Anyway. To answer your question yes, we had, but I think context is key.

When I met him, I was still fairly new to the area and ran into him a lot bc he worked in my neighborhood. I was also bartending occasionally for some promoters I'd met and it turned out one of the spots where they hosted was a frequent hangout for Nathan-guy and his friends. He'd just kinda look out for me, tip well, invite me out afterwards, check in about whether I needed a ride home, etc - and it was on a couple occasions like that something happened.

I soon quit bartending altogether and he eventually got a better job downtown, so the vibe evolved more into him occasionally checking in or inviting my friends and I out. By the time he'd noticed my friend, we'd already spent much more time in a homie vibe than the other vibe (which was never really courtship/romantic/emotional anyway), and I was transparent about when and how I knew him to my friend and put in a good word about his personality. End of the day, I didn't mind them for each other bc he was actually a decent guy and upon further thought they had much more in common (eg. both really into basketball/used to play, extraverted, liked being out a lot) than he and I ever did.

I also want to point out that I'd met my then bf at a small get-together she'd hosted, but for that reason double-checked (with him first then her) whether they had history or any other reason not to explore things before agreeing to move fwd. And during my relationship with that dude, one incident involved his sibling's wedding which I attended - only to be propositioned for sex by his very married blood-uncle and hit on by a guy he'd known since elementary school (who I later found out was the 10y boyfriend/fiance of a woman good friends with one of my best friends) simply bc my bf wasn't by my side every second of the night as a groomsman.

So just goes to show that the "sloppy seconds" boundary can be perceived or crossed in a multitude of ways (especially when dating within a sub-community, like ethnic or religious). And for me, one of the strongest safeguards against drama is not necessarily declaring ownership over every single person one's had chemistry with, but simply acknowledging its propensity to happen in the first place and moving respectfully, always. Especially nowadays, like with the deluge of married men abusing matchmaking apps to cruise for ass, smh. Due dilligence is basically a must bc you never know whose husband or ex you could be unknowingly chatting with.

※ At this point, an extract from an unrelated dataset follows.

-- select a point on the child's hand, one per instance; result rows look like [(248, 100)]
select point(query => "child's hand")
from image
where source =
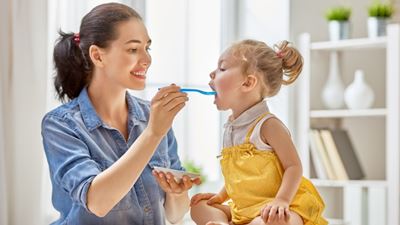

The one caveat I'll concede to you tho is that Kelly would have been around Issa and Nathan as a couple, whereas my friend never knew Nathan-guy and I jointly like that. Any husband, boyfriend, or fwb of one of my friends immediately becomes asexual/familial to me as I get to know them too, so tbf I could never ever be attracted to a guy I only knew BECAUSE he'd been with my friend. So you raise a fair point.